We determined that airpass has a quadratic trend and that low p value means that there is a relationship. The year^2 causes year to decrease significates because it accounts for some of the significates in year and you must keep both.

Next we looked at the dataset aatemp to see that the trend was for that package.

install.packages("faraway")
library("faraway")
data(aatemp)
attach(aatemp)
head(aatemp)
plot(temp~year,type="l")
mod<-lm(temp~year)
summary(mod)
res<-residuals(mod)
plot(res)
abline(0,0)
plot(mod)
mod2<-lm(temp~year+I(year^2))
summary(mod2)
plot(mod2)
coef(mod) %*% c(1,2002)
coef(mod2) %*% c(1,2002,2002^2)
newdata1<-data.frame(year=2002)
predict(mod, newdata=newdata1, interval = "confidence")
predict(mod2, newdata=newdata1, interval="confidence")
plot(temp~year, type="l")
lines(mod$fitted.values~year,col="red")
lines(mod2$fitted.values~year,col="blue")
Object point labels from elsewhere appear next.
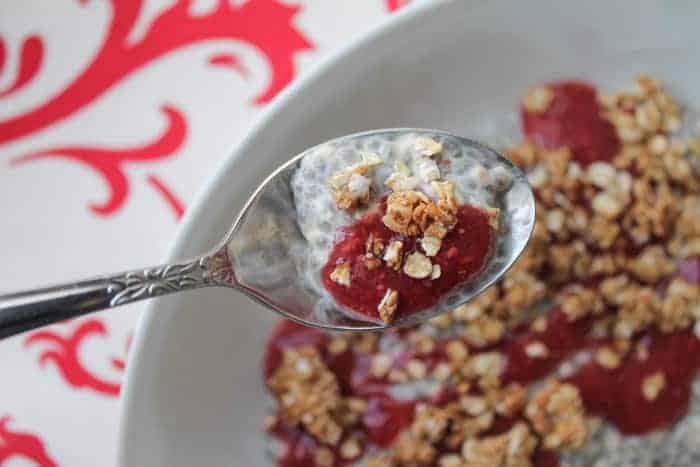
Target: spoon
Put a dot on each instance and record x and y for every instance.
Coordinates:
(259, 257)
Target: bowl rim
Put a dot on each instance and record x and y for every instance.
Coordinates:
(301, 85)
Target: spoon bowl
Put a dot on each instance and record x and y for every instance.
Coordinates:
(265, 242)
(261, 255)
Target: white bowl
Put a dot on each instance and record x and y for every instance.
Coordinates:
(193, 393)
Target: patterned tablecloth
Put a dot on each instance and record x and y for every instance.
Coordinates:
(112, 115)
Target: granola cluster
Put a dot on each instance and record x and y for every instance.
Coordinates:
(309, 396)
(409, 212)
(606, 247)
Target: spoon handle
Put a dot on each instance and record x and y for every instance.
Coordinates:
(31, 309)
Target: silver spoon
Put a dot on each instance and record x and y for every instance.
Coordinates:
(239, 261)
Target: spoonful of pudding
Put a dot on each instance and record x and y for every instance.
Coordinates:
(368, 231)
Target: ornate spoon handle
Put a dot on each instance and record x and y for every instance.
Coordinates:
(31, 309)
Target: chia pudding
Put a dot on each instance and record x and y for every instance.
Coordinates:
(394, 223)
(585, 354)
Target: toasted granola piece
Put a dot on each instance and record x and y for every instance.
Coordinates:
(446, 192)
(652, 265)
(493, 215)
(431, 245)
(350, 187)
(341, 274)
(428, 147)
(393, 254)
(387, 306)
(679, 307)
(399, 181)
(538, 99)
(556, 412)
(513, 448)
(653, 385)
(323, 457)
(399, 211)
(508, 401)
(308, 393)
(417, 266)
(536, 349)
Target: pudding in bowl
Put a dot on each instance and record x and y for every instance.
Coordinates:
(584, 354)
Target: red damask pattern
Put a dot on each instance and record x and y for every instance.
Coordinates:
(110, 163)
(64, 353)
(20, 445)
(266, 25)
(32, 55)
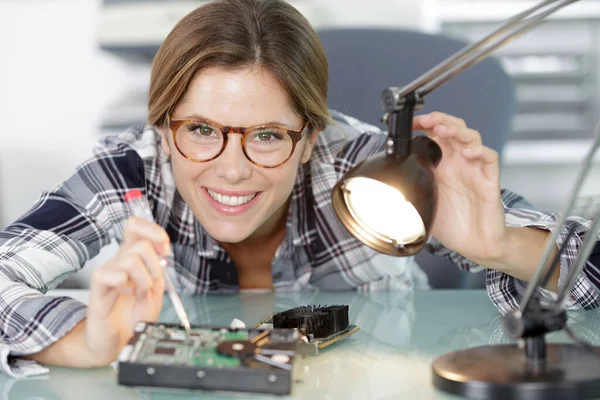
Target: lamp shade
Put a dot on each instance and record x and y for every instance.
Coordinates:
(389, 202)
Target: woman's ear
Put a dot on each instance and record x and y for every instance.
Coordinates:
(309, 146)
(164, 140)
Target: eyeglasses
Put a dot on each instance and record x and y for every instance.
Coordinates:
(202, 140)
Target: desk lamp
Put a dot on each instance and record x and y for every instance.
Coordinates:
(389, 203)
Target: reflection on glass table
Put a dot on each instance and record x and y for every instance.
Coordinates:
(389, 357)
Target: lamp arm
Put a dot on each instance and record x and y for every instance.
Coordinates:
(393, 97)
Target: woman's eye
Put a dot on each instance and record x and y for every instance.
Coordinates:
(265, 136)
(205, 130)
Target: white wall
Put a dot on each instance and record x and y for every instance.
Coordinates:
(54, 83)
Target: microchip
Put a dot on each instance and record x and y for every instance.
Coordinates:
(165, 350)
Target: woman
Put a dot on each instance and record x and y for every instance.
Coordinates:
(238, 161)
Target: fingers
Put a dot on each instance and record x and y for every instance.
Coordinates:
(488, 157)
(428, 121)
(138, 229)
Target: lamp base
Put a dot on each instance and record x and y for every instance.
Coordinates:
(504, 372)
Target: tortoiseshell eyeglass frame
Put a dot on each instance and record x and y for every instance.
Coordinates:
(175, 124)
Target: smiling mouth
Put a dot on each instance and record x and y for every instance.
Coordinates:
(231, 201)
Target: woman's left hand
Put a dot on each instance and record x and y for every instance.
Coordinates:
(470, 216)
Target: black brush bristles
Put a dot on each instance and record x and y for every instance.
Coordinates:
(319, 321)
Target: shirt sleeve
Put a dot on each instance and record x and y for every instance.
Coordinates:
(506, 291)
(65, 228)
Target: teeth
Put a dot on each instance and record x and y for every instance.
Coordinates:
(231, 201)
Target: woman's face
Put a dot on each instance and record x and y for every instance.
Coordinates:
(237, 98)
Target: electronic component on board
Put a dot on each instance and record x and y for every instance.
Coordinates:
(319, 326)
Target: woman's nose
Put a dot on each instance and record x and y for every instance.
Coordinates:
(232, 165)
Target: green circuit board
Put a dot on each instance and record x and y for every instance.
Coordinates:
(167, 345)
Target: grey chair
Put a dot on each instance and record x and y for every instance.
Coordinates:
(363, 62)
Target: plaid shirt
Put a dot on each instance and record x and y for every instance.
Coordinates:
(69, 225)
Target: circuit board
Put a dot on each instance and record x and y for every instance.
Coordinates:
(318, 326)
(212, 358)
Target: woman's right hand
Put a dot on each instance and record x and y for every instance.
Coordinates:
(126, 289)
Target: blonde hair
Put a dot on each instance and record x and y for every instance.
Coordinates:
(270, 34)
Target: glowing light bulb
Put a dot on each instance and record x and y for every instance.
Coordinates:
(383, 211)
We determined that this was a linear trend not a quadratic.

Next we looked at divusa data.

data(divusa)
attach(divusa)
head(divusa)
plot(birth~year,type="l")
mod<-lm(birth~year)
summary(mod)
res<-residuals(mod)
plot(res)
abline(0,0)
plot(mod)
mod2<-lm(birth~year+I(year^2))
summary(mod2)
plot(mod2)
mod3<-lm(birth~year+poly(year,3),data=divusa)
plot(mod3)
summary(mod3)
mod4<-lm(birth~year+poly(year,4),data=divusa)
plot(mod4)
summary(mod4)
mod5<-lm(birth~year+poly(year,5),data=divusa)
plot(mod5)
summary(mod5)
mod6<-lm(sqrt(birth)~year+poly(year,6),data=divusa)
plot(mod6)
summary(mod6)
mod8<-lm(sqrt(birth)~year+poly(year,8),data=divusa)
plot(mod8)
summary(mod8)
coef(mod) %*% c(1,2000)
coef(mod2) %*% c(1,2000,2000^2)
newdata1<-data.frame(year=2000)
predict(mod, newdata=newdata1, interval = "confidence")
predict(mod8, newdata=newdata1, interval="confidence")
plot(birth~year, type="l")
lines(mod$fitted.values~year,col="red")

It took add multiple time^ but eventurally we got to a good mod with poly(year,8). This means it was a poly trend.

The class than looked at auto correlation.

Auto Correlation

If your resids through time are correlated they have auto correlation.

Positive auto corr a pos. resid is likely to be followed by another pos. a neg. resid is likely to be followed by another neg.

Negative auto corr a pos. resid is likely to be followed by a neg. a neg. resid is likely to be followed by a pos.

Detecting. Plot resids through time Durbin Watson statistic (pvalue)

Durbin Watson Test

$ H_0$: no autocorr. $ H_a$: there is autocorr or there is neg autocorr reject if 4-d is small or there is pos autocorr reject if d is small

DW test stat

d= Sum of pairs in time/ sum of errors in time squared

d=(Sum(E_t-E_(t-1))2)/(sum(E_t2))

The following code downloads the package:

install.packages("lmtest")
library("lmtest")
dwtest((mod))

Now lets show this in the linear trend dataset that we showed above.

data(aatemp)
attach(aatemp)
head(aatemp)
plot(temp~year,type="l")
mod<-lm(temp~year)
summary(mod)
res<-residuals(mod)
plot(res)
abline(0,0)
plot(mod)
mod2<-lm(temp~year+I(year^2))
summary(mod2)
dwtest(mod)
dwtest(mod2)

As shown by the summary the Pvalue is small so you would reject the null and say that there is autocorr.